6861.2026年2月24日(火) 国旗損壊罪制定に拘る高市首相

 今月上旬には気温も8℃程度だったが、昨日は何と東京都内でも25.9℃を記録するほどの暖かさで、史上初めて2月に夏日を迎えたようである。TV画像で観ると銀座辺りをぶらついている人たちの中には、半袖・ショートパンツという人もいた。こう気候の変化が激しいと外出するにも何を身に着けていけば良いか分からず、戸惑うことだろう。

 さて、相変わらず高市首相の右翼的発言が見え隠れする。首相はかつて「日本国国章損壊罪」の制定を試みようとしたが、実現出来ず、その機会を狙っている。それは、刑法に外国の国旗の損壊をした場合に罰する条文があることを根拠のひとつとして、日本国旗の損壊に何らの刑罰が法制化されていないことから、その実現を求めている。これは、昨年自民党と日本維新の会が交わした連立合意書には、通常国会で制定を目指すと記されているという。国章である日の丸に対して、誰しも敬意を払うことであろうが、政治的に国章を損壊することは罰するべきだとの考えには、むしろ反対意見の方が強い。前記外国国旗の損壊は、外交関係の悪化を防ぐためのもので、日本国旗への損壊とは同列には出来ないとの指摘がある。国旗損壊罪は、国旗に敬意を払いたくない人にまで敬意を表することを強制する法律であることを理由に、思想、良心の自由を規定した憲法に抵触するとも考えられる。

 概して弁護士など法曹関係者の間では、反対意見が強いようだ。特に、日本維新の会の創設者である弁護士の橋下徹氏は、日本維新の会の考え方とは真反対であると主張して、この法律案には、反対を表明している。

 高市政権は、首相個人の全般的な人気は高く支持率も上々かも知れないが、ひとつひとつ問題を突き詰めていくと、必ずしも首相の考えに沿った政策は受け入れられず、挙句に無理押しとなり、それが溜まれば閉塞状況をもたらすことにもなりかねない。人気にばかり溺れずに状況を見定める見識と行動を取ってもらいたいと思う。

 ついては、昨日の本ブログに書いたように、今日はロシアのウクライナ侵攻が始まってからちょうど4年になる。各メディアが、いろいろな角度からこの戦争を取り上げているが、その一方で5年前の2月1日ミヤンマーでは、国民から正当に選ばれた国民民主連盟(NLD)が、ミンアウンフライン国軍最高司令官指揮の国軍による軍事クーデターによって政権から排除され、追放されてしまった。爾来ミヤンマー国民は国軍の支配下に、自由を奪われ苦しい生活を強いられている。残念ながらそのミヤンマー情勢についてメディアの報道はやや関心が薄い。ウクライナでもそうだが、クーデター後にミヤンマーから国外へ脱出した国民が増え続けている。日本への外国人入国者の内、ここ3年ほどはミヤンマー人が一番多く、在日ミヤンマー人の数は、延べ15万人を超えている。

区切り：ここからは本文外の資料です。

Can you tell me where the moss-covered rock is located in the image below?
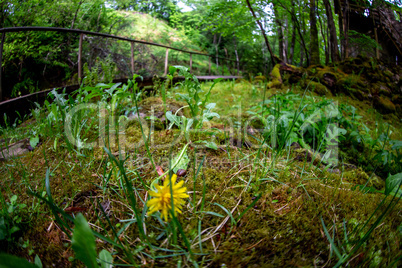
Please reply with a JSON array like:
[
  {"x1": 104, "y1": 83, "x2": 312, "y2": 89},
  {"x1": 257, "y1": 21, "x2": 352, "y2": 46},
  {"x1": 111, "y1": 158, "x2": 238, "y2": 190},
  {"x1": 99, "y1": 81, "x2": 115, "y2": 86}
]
[
  {"x1": 267, "y1": 64, "x2": 282, "y2": 88},
  {"x1": 374, "y1": 96, "x2": 396, "y2": 114},
  {"x1": 306, "y1": 80, "x2": 331, "y2": 96},
  {"x1": 343, "y1": 168, "x2": 385, "y2": 190}
]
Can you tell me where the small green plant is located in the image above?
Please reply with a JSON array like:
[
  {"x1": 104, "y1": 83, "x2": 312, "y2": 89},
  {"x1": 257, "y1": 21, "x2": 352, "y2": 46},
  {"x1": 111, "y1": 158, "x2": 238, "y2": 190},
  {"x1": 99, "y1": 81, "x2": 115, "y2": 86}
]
[
  {"x1": 84, "y1": 57, "x2": 116, "y2": 86},
  {"x1": 169, "y1": 66, "x2": 222, "y2": 129},
  {"x1": 0, "y1": 194, "x2": 26, "y2": 242}
]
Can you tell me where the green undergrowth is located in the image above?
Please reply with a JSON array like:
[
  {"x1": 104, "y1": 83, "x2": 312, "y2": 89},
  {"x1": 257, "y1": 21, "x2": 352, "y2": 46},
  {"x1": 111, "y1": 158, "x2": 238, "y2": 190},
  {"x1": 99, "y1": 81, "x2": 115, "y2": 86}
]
[{"x1": 0, "y1": 68, "x2": 402, "y2": 267}]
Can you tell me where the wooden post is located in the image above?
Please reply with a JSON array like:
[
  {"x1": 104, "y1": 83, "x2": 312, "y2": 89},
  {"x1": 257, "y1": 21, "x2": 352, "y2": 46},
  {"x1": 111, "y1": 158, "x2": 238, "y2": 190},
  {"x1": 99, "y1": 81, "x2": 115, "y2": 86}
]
[
  {"x1": 163, "y1": 48, "x2": 169, "y2": 76},
  {"x1": 78, "y1": 34, "x2": 84, "y2": 84},
  {"x1": 130, "y1": 42, "x2": 135, "y2": 75},
  {"x1": 0, "y1": 32, "x2": 6, "y2": 101},
  {"x1": 190, "y1": 53, "x2": 193, "y2": 73},
  {"x1": 208, "y1": 56, "x2": 211, "y2": 75}
]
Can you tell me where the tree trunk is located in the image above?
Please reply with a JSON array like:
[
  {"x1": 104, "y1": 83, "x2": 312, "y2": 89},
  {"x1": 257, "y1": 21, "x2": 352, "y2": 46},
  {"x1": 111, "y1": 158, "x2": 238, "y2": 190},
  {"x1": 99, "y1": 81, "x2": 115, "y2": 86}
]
[
  {"x1": 233, "y1": 35, "x2": 240, "y2": 75},
  {"x1": 246, "y1": 0, "x2": 277, "y2": 63},
  {"x1": 310, "y1": 0, "x2": 320, "y2": 64},
  {"x1": 289, "y1": 16, "x2": 301, "y2": 64},
  {"x1": 318, "y1": 16, "x2": 329, "y2": 65},
  {"x1": 299, "y1": 0, "x2": 309, "y2": 66},
  {"x1": 214, "y1": 34, "x2": 222, "y2": 69},
  {"x1": 324, "y1": 0, "x2": 340, "y2": 62},
  {"x1": 273, "y1": 2, "x2": 286, "y2": 62}
]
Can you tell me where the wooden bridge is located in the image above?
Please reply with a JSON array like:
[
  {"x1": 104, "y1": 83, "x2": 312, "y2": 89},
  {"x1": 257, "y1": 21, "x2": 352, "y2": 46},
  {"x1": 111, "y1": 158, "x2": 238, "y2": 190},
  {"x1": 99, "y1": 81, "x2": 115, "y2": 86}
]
[{"x1": 0, "y1": 27, "x2": 240, "y2": 124}]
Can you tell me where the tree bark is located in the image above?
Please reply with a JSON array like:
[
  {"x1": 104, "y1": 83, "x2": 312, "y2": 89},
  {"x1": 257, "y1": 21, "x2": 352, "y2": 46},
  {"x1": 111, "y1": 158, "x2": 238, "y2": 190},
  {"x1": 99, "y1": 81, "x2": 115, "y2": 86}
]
[
  {"x1": 318, "y1": 16, "x2": 329, "y2": 65},
  {"x1": 323, "y1": 0, "x2": 340, "y2": 62},
  {"x1": 278, "y1": 0, "x2": 309, "y2": 65},
  {"x1": 310, "y1": 0, "x2": 320, "y2": 64},
  {"x1": 289, "y1": 3, "x2": 296, "y2": 64},
  {"x1": 233, "y1": 35, "x2": 240, "y2": 75},
  {"x1": 273, "y1": 2, "x2": 286, "y2": 62},
  {"x1": 246, "y1": 0, "x2": 277, "y2": 63}
]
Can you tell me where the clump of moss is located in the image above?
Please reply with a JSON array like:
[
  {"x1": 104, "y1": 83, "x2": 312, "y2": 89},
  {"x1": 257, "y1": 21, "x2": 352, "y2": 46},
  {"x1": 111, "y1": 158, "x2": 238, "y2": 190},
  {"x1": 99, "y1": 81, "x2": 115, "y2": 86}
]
[
  {"x1": 343, "y1": 168, "x2": 384, "y2": 190},
  {"x1": 305, "y1": 80, "x2": 331, "y2": 96},
  {"x1": 374, "y1": 96, "x2": 396, "y2": 114}
]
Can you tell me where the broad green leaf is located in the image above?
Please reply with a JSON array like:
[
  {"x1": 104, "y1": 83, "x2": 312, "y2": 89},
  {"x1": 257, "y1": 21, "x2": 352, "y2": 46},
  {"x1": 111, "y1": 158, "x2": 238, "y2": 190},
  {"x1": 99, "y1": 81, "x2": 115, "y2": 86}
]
[
  {"x1": 99, "y1": 249, "x2": 113, "y2": 268},
  {"x1": 29, "y1": 135, "x2": 39, "y2": 148},
  {"x1": 172, "y1": 152, "x2": 190, "y2": 173},
  {"x1": 35, "y1": 255, "x2": 43, "y2": 268},
  {"x1": 71, "y1": 213, "x2": 98, "y2": 268},
  {"x1": 385, "y1": 173, "x2": 402, "y2": 195},
  {"x1": 0, "y1": 253, "x2": 38, "y2": 268}
]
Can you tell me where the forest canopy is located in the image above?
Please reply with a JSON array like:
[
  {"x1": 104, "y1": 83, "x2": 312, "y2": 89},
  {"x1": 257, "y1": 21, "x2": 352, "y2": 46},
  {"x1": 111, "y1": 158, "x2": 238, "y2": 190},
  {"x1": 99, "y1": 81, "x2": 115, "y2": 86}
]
[{"x1": 0, "y1": 0, "x2": 402, "y2": 97}]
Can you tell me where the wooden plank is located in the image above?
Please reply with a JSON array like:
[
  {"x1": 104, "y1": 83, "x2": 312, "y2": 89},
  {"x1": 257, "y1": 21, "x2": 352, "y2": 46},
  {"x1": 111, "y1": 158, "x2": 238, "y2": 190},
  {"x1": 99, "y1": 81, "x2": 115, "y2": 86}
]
[
  {"x1": 0, "y1": 26, "x2": 237, "y2": 59},
  {"x1": 163, "y1": 48, "x2": 169, "y2": 76},
  {"x1": 130, "y1": 42, "x2": 135, "y2": 74},
  {"x1": 78, "y1": 33, "x2": 84, "y2": 84},
  {"x1": 0, "y1": 32, "x2": 6, "y2": 101},
  {"x1": 190, "y1": 53, "x2": 193, "y2": 73}
]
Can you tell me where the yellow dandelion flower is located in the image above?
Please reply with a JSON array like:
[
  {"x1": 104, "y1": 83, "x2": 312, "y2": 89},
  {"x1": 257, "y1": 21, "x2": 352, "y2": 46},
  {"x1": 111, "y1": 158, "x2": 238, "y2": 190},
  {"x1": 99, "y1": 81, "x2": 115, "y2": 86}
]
[{"x1": 147, "y1": 174, "x2": 189, "y2": 221}]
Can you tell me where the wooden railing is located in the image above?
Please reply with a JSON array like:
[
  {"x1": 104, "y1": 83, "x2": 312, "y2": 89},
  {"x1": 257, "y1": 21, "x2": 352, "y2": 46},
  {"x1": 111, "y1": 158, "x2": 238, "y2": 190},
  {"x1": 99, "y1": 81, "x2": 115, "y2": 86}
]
[{"x1": 0, "y1": 27, "x2": 239, "y2": 101}]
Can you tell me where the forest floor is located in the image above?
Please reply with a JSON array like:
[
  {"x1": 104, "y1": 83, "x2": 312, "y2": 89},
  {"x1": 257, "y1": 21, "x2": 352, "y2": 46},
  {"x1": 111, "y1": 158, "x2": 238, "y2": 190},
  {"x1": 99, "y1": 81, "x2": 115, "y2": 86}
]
[{"x1": 0, "y1": 63, "x2": 402, "y2": 267}]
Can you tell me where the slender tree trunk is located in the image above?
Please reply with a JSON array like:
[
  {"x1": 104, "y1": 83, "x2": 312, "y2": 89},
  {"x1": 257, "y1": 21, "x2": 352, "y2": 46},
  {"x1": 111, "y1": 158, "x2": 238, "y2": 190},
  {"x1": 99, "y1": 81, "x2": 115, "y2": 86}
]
[
  {"x1": 310, "y1": 0, "x2": 320, "y2": 64},
  {"x1": 299, "y1": 0, "x2": 310, "y2": 66},
  {"x1": 233, "y1": 35, "x2": 240, "y2": 75},
  {"x1": 273, "y1": 2, "x2": 286, "y2": 62},
  {"x1": 70, "y1": 1, "x2": 82, "y2": 29},
  {"x1": 283, "y1": 18, "x2": 289, "y2": 62},
  {"x1": 289, "y1": 9, "x2": 301, "y2": 64},
  {"x1": 318, "y1": 16, "x2": 329, "y2": 65},
  {"x1": 278, "y1": 0, "x2": 309, "y2": 65},
  {"x1": 323, "y1": 0, "x2": 340, "y2": 62},
  {"x1": 335, "y1": 0, "x2": 345, "y2": 59},
  {"x1": 214, "y1": 34, "x2": 222, "y2": 69},
  {"x1": 343, "y1": 0, "x2": 349, "y2": 58},
  {"x1": 246, "y1": 0, "x2": 277, "y2": 63}
]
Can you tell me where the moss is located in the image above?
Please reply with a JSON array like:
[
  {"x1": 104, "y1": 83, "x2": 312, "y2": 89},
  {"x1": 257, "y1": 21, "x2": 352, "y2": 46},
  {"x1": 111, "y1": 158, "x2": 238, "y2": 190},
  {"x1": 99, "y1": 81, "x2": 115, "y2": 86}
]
[
  {"x1": 343, "y1": 168, "x2": 385, "y2": 190},
  {"x1": 306, "y1": 81, "x2": 331, "y2": 96},
  {"x1": 374, "y1": 96, "x2": 396, "y2": 114},
  {"x1": 254, "y1": 75, "x2": 267, "y2": 82}
]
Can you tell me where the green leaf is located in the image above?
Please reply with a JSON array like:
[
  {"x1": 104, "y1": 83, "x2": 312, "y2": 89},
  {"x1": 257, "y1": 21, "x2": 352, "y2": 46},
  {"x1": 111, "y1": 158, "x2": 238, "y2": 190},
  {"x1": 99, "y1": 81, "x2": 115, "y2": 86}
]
[
  {"x1": 172, "y1": 152, "x2": 190, "y2": 173},
  {"x1": 99, "y1": 249, "x2": 113, "y2": 268},
  {"x1": 35, "y1": 255, "x2": 43, "y2": 268},
  {"x1": 385, "y1": 173, "x2": 402, "y2": 195},
  {"x1": 0, "y1": 253, "x2": 38, "y2": 268},
  {"x1": 71, "y1": 213, "x2": 98, "y2": 268}
]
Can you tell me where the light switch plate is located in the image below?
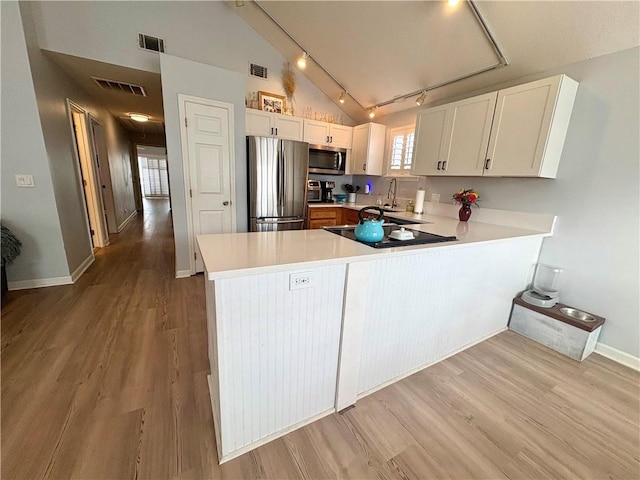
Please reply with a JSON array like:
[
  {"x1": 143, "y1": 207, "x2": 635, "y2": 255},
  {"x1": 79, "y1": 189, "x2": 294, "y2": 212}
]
[{"x1": 16, "y1": 174, "x2": 36, "y2": 188}]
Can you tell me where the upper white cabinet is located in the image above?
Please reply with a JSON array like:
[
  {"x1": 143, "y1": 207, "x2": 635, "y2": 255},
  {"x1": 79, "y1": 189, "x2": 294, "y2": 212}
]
[
  {"x1": 411, "y1": 92, "x2": 498, "y2": 176},
  {"x1": 484, "y1": 75, "x2": 578, "y2": 178},
  {"x1": 245, "y1": 109, "x2": 304, "y2": 141},
  {"x1": 346, "y1": 123, "x2": 387, "y2": 175},
  {"x1": 304, "y1": 119, "x2": 353, "y2": 148},
  {"x1": 411, "y1": 75, "x2": 578, "y2": 178}
]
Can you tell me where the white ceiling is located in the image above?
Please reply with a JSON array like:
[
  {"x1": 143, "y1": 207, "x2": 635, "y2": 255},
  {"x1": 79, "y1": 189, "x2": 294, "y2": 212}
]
[
  {"x1": 44, "y1": 50, "x2": 164, "y2": 134},
  {"x1": 228, "y1": 0, "x2": 640, "y2": 121}
]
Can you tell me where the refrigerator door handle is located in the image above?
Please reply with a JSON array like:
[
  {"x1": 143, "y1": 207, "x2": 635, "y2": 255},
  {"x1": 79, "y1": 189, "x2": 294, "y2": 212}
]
[{"x1": 338, "y1": 152, "x2": 346, "y2": 172}]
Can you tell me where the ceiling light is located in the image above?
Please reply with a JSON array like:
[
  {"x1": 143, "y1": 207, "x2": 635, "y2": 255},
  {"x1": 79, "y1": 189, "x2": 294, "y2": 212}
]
[
  {"x1": 298, "y1": 52, "x2": 309, "y2": 69},
  {"x1": 129, "y1": 113, "x2": 150, "y2": 122}
]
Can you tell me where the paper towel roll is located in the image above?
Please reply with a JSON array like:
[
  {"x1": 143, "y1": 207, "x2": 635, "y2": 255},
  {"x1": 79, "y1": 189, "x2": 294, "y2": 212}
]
[{"x1": 413, "y1": 188, "x2": 424, "y2": 213}]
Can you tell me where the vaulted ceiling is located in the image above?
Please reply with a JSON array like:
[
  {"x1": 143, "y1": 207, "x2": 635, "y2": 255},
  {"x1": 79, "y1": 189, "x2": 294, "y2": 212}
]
[{"x1": 232, "y1": 0, "x2": 640, "y2": 121}]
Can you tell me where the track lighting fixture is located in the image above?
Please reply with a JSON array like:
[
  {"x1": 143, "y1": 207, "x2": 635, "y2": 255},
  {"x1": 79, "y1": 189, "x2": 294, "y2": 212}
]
[
  {"x1": 129, "y1": 113, "x2": 151, "y2": 122},
  {"x1": 298, "y1": 52, "x2": 309, "y2": 70}
]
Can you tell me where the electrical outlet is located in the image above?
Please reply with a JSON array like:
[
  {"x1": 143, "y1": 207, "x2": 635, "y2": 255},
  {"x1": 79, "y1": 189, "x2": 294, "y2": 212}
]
[
  {"x1": 16, "y1": 174, "x2": 36, "y2": 188},
  {"x1": 289, "y1": 272, "x2": 316, "y2": 290}
]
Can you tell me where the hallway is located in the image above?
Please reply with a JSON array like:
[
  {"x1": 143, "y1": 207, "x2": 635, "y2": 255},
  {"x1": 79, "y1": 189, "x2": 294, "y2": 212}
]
[
  {"x1": 1, "y1": 200, "x2": 640, "y2": 480},
  {"x1": 2, "y1": 200, "x2": 215, "y2": 479}
]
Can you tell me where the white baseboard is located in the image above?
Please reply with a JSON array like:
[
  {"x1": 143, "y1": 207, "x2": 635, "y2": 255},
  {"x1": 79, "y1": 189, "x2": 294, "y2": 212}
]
[
  {"x1": 176, "y1": 270, "x2": 191, "y2": 278},
  {"x1": 594, "y1": 342, "x2": 640, "y2": 371},
  {"x1": 71, "y1": 254, "x2": 96, "y2": 283},
  {"x1": 7, "y1": 275, "x2": 73, "y2": 290},
  {"x1": 118, "y1": 210, "x2": 138, "y2": 233}
]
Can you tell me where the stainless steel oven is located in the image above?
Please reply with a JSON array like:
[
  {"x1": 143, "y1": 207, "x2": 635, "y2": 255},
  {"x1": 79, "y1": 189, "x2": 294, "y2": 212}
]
[{"x1": 309, "y1": 145, "x2": 347, "y2": 175}]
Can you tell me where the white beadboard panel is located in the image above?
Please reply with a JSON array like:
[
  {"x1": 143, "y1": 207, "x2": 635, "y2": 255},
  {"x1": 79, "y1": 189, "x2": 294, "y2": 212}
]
[
  {"x1": 212, "y1": 265, "x2": 346, "y2": 457},
  {"x1": 358, "y1": 238, "x2": 542, "y2": 396},
  {"x1": 205, "y1": 280, "x2": 222, "y2": 457}
]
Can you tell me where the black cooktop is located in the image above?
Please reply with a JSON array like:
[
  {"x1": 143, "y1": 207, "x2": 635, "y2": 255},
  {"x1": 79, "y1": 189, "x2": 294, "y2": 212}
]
[{"x1": 324, "y1": 224, "x2": 458, "y2": 248}]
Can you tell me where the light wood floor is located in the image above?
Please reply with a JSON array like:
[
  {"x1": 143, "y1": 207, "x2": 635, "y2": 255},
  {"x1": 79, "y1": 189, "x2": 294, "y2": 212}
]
[{"x1": 2, "y1": 201, "x2": 640, "y2": 479}]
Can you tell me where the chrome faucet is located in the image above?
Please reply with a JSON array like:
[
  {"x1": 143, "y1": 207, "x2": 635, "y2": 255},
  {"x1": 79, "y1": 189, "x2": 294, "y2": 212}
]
[{"x1": 387, "y1": 178, "x2": 398, "y2": 208}]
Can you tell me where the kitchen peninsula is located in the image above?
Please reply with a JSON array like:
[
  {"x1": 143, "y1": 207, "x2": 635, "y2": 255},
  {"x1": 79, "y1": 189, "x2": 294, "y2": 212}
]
[{"x1": 198, "y1": 205, "x2": 554, "y2": 462}]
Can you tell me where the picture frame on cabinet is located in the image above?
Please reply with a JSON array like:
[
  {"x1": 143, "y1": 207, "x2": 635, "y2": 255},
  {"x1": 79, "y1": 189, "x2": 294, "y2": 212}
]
[{"x1": 258, "y1": 91, "x2": 287, "y2": 113}]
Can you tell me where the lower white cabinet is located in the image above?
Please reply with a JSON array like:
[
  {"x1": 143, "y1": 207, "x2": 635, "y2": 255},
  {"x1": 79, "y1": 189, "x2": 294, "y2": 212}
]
[
  {"x1": 245, "y1": 109, "x2": 304, "y2": 141},
  {"x1": 411, "y1": 75, "x2": 578, "y2": 178},
  {"x1": 347, "y1": 123, "x2": 387, "y2": 175}
]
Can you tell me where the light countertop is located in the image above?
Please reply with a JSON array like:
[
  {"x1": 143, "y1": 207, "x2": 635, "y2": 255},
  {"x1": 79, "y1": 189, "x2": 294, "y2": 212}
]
[{"x1": 197, "y1": 204, "x2": 552, "y2": 280}]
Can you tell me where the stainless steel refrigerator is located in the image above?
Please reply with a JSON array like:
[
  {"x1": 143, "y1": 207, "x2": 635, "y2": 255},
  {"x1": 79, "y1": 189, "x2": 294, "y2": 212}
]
[{"x1": 247, "y1": 137, "x2": 309, "y2": 232}]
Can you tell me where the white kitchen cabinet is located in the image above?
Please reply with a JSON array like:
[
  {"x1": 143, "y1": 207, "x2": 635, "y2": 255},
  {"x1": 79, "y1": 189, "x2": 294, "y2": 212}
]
[
  {"x1": 347, "y1": 123, "x2": 387, "y2": 175},
  {"x1": 411, "y1": 75, "x2": 578, "y2": 178},
  {"x1": 304, "y1": 119, "x2": 353, "y2": 148},
  {"x1": 484, "y1": 75, "x2": 578, "y2": 178},
  {"x1": 245, "y1": 109, "x2": 304, "y2": 141},
  {"x1": 411, "y1": 92, "x2": 498, "y2": 176}
]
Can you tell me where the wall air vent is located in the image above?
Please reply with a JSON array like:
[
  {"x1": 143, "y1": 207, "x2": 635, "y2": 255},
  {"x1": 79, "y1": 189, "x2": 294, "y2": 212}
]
[
  {"x1": 138, "y1": 33, "x2": 164, "y2": 52},
  {"x1": 91, "y1": 77, "x2": 147, "y2": 97},
  {"x1": 249, "y1": 63, "x2": 267, "y2": 78}
]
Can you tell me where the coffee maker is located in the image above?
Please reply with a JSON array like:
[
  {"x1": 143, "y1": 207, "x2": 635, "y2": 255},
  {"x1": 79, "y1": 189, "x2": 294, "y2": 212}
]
[{"x1": 320, "y1": 180, "x2": 336, "y2": 203}]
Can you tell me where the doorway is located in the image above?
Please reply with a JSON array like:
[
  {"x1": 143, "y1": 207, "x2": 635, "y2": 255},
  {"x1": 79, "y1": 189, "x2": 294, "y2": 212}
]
[
  {"x1": 67, "y1": 99, "x2": 109, "y2": 248},
  {"x1": 136, "y1": 145, "x2": 170, "y2": 199}
]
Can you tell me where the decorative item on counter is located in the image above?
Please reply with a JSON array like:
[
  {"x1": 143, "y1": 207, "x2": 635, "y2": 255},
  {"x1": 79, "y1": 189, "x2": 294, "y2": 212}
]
[
  {"x1": 413, "y1": 187, "x2": 424, "y2": 214},
  {"x1": 249, "y1": 92, "x2": 260, "y2": 110},
  {"x1": 342, "y1": 183, "x2": 360, "y2": 203},
  {"x1": 282, "y1": 62, "x2": 296, "y2": 115},
  {"x1": 452, "y1": 188, "x2": 480, "y2": 222},
  {"x1": 258, "y1": 91, "x2": 287, "y2": 113}
]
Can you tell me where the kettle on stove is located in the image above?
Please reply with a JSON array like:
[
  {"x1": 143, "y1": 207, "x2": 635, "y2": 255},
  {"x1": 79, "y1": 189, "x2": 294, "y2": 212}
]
[{"x1": 354, "y1": 206, "x2": 384, "y2": 243}]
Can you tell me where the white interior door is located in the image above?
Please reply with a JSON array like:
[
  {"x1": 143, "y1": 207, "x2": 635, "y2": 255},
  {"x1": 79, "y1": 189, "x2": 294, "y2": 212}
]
[{"x1": 182, "y1": 99, "x2": 235, "y2": 272}]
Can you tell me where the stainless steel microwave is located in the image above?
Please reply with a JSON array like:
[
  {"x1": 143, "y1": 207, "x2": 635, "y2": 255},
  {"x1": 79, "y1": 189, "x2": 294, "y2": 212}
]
[{"x1": 309, "y1": 145, "x2": 347, "y2": 175}]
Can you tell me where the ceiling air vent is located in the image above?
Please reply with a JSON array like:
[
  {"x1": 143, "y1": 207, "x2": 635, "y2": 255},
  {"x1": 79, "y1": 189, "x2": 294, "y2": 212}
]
[
  {"x1": 249, "y1": 63, "x2": 267, "y2": 78},
  {"x1": 138, "y1": 33, "x2": 164, "y2": 52},
  {"x1": 91, "y1": 77, "x2": 147, "y2": 97}
]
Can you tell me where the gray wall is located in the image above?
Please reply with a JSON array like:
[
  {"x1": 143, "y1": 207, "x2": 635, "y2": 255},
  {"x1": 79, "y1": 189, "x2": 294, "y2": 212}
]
[
  {"x1": 160, "y1": 54, "x2": 247, "y2": 275},
  {"x1": 0, "y1": 2, "x2": 69, "y2": 282},
  {"x1": 374, "y1": 48, "x2": 640, "y2": 357}
]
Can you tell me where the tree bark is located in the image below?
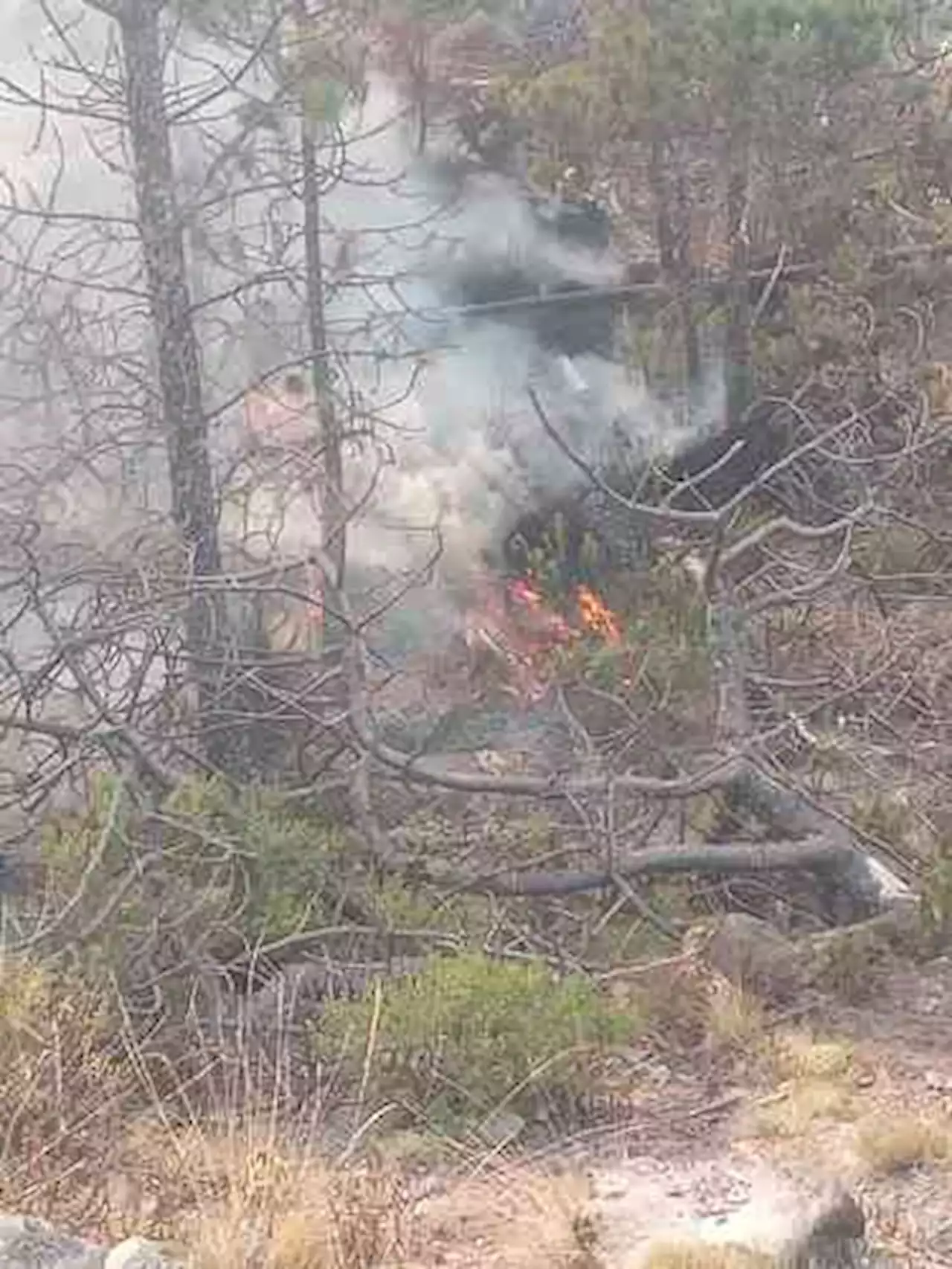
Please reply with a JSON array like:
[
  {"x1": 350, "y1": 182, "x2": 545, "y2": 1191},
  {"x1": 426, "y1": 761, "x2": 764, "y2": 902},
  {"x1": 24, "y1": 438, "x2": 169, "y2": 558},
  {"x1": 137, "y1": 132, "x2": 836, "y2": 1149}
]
[
  {"x1": 115, "y1": 0, "x2": 230, "y2": 766},
  {"x1": 724, "y1": 110, "x2": 753, "y2": 426},
  {"x1": 295, "y1": 0, "x2": 347, "y2": 661}
]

 NLD国家顧問であり指導者だったアウンサンスーチー氏の消息は依然不明のままで、国民も希望を持てずにいる。ミヤンマーを30回近くも訪れ、人一倍ミヤンマーに惚れ込んでいた私としても、この国情を黙って見ているのは耐え難いことである。だからと言ってトランプやプーチンなぞに手を出してもらいたくはない。悩ましいところである。いつになったら、かつてのビルマのようなのんびりした民主国家に戻ることが出来るのだろうか。